The National Collaborative on Gun Violence Research (NCGVR) is excited to partner with the Conrad N. Hilton Foundation to offer a new research funding opportunity to study the impact of gun policy on law-abiding gun users.
Decisions about gun laws and programs in the United States must consider the interests of gun owners as well as potential reductions in firearms violence or suicide the policies offer. Currently, however, we have few good measures of harms or benefits to legal gun owners. To address the need for better information, NCGVR is offering a special call for proposals to develop an objective method for estimating the impact of gun policy on the interests of gun owners.
In the first round of funding that awarded almost $10 million in research grants, NCGVR received no fundable proposals evaluating how gun policies might benefit or harm gun owners. This may be because there is no established method for evaluating such effects and attempts to measure defensive gun use have been challenging.
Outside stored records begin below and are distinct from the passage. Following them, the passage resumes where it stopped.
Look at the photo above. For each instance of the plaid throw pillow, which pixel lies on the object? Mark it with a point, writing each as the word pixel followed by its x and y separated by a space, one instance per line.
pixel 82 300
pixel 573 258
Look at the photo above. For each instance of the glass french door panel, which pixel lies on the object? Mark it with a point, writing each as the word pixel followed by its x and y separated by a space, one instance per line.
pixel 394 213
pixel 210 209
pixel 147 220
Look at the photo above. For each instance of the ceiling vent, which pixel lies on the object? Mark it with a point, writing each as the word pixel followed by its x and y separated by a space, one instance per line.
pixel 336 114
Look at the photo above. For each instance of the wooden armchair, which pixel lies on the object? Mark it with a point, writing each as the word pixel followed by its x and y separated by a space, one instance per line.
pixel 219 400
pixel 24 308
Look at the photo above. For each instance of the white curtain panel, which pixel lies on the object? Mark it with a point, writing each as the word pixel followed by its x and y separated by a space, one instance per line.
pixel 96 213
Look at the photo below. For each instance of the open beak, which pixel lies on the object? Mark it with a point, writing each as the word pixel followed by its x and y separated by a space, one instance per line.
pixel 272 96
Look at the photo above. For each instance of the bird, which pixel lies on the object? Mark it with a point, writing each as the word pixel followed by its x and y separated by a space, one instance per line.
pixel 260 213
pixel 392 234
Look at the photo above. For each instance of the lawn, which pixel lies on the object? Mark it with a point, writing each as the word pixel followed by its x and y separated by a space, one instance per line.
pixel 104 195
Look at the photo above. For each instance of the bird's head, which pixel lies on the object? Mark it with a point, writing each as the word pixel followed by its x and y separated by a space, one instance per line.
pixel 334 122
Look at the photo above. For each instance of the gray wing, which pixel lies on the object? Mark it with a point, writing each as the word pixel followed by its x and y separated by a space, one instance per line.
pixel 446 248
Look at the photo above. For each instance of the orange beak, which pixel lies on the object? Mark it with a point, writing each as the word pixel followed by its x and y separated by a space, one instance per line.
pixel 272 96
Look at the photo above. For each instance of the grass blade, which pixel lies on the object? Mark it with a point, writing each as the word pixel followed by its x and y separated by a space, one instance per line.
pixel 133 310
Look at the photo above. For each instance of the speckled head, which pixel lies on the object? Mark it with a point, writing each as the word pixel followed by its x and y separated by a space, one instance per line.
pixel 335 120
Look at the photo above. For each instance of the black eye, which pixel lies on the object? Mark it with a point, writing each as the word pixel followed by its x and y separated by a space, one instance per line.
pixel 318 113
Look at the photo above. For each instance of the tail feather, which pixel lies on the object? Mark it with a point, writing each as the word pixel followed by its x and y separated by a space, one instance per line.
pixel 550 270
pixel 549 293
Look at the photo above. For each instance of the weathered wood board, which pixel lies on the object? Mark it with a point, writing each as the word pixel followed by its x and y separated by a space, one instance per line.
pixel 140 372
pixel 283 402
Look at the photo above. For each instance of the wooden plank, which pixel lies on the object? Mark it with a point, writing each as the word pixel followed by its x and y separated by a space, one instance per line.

NCGVR is seeking proposals for a white paper describing a rigorous method for evaluating the benefits or harms gun policies impose on gun owners and users. The concept outlined in the white paper will ideally provide guidance for the development of a scale or measurement approach that could be used to quantify the impact of programs or policies related to gun use or possession on the interests of gun owners. The concept paper may also lead to a solicitation funding full development of the proposed measurement approach.
- The collaborative will issue up to $30,000 for one award to produce the white paper.
- Expected timeline for the project is 6-8 months.
- The white paper should consider the applicability of the proposed method for a wide range of program and policy evaluations.
- One award will be made in late May-early June.